Why can I not connect to IRC?

Due to a high and persistent amount of abuse, we've had to filter IRC access by default. If you need IRC access, complete the Sage level of the free IPv6 certification and then please send an email to ipv6@he.net explaining your situation. Approvals will be handled on a case-by-case basis and will usually require completion of the Sage level of the IPv6 certification.

I can't send email via IPv6. What's wrong?

Due to a high and persistent amount of abuse, we had to filter SMTP (tcp/25) connections by default. If you're not providing email service yourself, you should be able to use port 587 instead to your provider's email server. If you are providing email services over your tunnel and need port 25 opened, please send an email to ipv6@he.net explaining your situation.
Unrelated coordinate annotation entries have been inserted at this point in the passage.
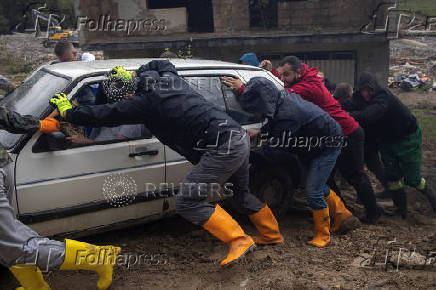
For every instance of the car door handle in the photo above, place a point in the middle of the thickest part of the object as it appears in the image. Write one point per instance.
(149, 153)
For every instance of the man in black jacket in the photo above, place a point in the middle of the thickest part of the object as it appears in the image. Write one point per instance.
(297, 126)
(399, 134)
(197, 129)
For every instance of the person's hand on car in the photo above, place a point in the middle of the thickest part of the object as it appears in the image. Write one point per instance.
(62, 103)
(266, 64)
(232, 83)
(253, 132)
(11, 87)
(49, 125)
(77, 140)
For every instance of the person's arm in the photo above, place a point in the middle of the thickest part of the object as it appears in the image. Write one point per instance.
(130, 111)
(266, 64)
(6, 84)
(373, 112)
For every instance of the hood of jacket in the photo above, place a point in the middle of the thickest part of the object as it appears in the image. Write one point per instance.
(250, 59)
(260, 96)
(366, 79)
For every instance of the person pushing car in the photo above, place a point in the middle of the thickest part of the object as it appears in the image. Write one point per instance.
(25, 252)
(205, 135)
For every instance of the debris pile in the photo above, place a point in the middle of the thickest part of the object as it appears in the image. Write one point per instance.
(413, 64)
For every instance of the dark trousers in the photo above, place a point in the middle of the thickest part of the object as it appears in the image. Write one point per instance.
(351, 166)
(227, 167)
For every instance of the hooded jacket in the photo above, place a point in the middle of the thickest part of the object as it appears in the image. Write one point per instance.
(177, 115)
(384, 116)
(311, 88)
(288, 115)
(250, 59)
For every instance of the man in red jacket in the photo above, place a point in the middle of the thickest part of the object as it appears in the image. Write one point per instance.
(299, 79)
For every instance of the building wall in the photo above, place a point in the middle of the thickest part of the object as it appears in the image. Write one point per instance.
(371, 56)
(231, 17)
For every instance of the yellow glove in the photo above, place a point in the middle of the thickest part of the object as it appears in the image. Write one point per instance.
(120, 72)
(62, 103)
(49, 125)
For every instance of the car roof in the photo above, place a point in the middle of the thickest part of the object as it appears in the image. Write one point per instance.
(76, 69)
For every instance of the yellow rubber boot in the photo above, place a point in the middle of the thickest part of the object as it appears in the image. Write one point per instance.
(84, 256)
(322, 228)
(30, 277)
(343, 219)
(267, 226)
(225, 228)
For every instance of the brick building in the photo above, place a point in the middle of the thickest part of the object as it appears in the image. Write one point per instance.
(341, 37)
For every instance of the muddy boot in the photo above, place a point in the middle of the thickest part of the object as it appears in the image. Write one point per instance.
(429, 193)
(225, 228)
(386, 194)
(400, 201)
(84, 256)
(30, 277)
(321, 219)
(267, 226)
(343, 219)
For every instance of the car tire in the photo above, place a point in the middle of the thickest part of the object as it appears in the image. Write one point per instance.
(275, 187)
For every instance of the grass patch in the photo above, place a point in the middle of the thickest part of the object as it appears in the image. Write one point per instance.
(427, 120)
(427, 7)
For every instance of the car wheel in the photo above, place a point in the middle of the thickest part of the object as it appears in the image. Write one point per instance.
(274, 187)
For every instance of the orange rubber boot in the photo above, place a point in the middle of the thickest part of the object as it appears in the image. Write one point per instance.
(322, 226)
(267, 226)
(225, 228)
(343, 219)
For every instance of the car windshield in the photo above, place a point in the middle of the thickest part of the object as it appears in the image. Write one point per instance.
(31, 98)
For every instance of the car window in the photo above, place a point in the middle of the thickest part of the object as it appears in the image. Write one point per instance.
(213, 90)
(235, 111)
(247, 75)
(31, 98)
(209, 87)
(78, 136)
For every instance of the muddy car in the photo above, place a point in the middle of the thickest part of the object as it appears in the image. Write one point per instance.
(59, 188)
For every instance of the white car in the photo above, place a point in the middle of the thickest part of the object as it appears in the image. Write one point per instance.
(60, 189)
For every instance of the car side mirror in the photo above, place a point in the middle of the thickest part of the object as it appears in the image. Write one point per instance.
(56, 141)
(50, 142)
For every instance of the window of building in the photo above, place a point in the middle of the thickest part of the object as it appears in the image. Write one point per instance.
(200, 12)
(263, 13)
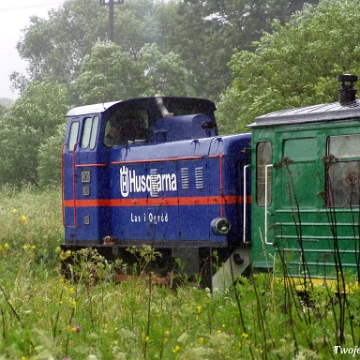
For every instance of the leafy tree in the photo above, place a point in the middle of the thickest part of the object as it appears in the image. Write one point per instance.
(296, 65)
(205, 32)
(109, 74)
(30, 122)
(199, 35)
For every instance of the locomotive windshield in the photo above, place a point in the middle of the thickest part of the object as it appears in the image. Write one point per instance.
(134, 121)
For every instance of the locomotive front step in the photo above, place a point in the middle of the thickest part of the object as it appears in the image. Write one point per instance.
(234, 266)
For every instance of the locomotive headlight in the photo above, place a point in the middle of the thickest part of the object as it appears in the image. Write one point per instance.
(220, 226)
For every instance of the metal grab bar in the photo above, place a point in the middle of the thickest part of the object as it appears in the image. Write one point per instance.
(244, 204)
(266, 205)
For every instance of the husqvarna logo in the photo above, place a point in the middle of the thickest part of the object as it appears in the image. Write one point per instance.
(153, 183)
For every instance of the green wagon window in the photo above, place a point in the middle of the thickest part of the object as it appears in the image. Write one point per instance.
(343, 171)
(263, 158)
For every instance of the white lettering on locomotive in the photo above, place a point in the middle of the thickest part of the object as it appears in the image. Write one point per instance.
(153, 183)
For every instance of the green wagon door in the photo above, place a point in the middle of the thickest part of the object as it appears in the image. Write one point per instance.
(263, 205)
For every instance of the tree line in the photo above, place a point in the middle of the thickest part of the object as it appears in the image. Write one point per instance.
(249, 56)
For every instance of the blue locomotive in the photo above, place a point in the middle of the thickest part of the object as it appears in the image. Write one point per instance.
(154, 171)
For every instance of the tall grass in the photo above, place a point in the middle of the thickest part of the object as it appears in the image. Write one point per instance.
(45, 316)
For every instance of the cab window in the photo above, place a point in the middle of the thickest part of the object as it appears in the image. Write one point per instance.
(74, 132)
(89, 133)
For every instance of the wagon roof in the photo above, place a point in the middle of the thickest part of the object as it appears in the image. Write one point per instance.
(309, 114)
(102, 107)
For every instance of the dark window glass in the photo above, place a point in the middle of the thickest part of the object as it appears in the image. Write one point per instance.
(263, 158)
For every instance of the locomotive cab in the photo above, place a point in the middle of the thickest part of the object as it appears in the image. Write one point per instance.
(153, 171)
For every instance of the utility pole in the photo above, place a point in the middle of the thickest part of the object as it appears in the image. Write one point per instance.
(111, 15)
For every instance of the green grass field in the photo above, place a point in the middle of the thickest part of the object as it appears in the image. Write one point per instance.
(45, 316)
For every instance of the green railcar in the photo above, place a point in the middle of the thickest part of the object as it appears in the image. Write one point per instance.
(305, 188)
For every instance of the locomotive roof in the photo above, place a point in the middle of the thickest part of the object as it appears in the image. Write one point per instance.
(309, 114)
(102, 107)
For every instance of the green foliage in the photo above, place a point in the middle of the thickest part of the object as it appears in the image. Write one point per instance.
(44, 315)
(60, 44)
(109, 74)
(297, 65)
(32, 124)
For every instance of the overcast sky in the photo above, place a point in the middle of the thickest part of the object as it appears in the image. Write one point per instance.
(14, 16)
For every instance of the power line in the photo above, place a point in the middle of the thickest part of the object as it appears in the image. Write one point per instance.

We will normally require completion of the Sage level of the IPv6 certification prior to removing this filter. NOTE: this filtering does not affect the SMTP-related tests on the IPv6 certification program.

My IP is being geolocated to a location different from where I am. How can this be fixed?

IP addresses carry no inherent location data. Administrative databases such as WHOIS can provide some location context. However, most geolocation providers appear to use their own proprietary heuristics to attempt to determine an IP's location. Often these do not use WHOIS, or other location data available in public records. As such, the ability to correct these is often limited.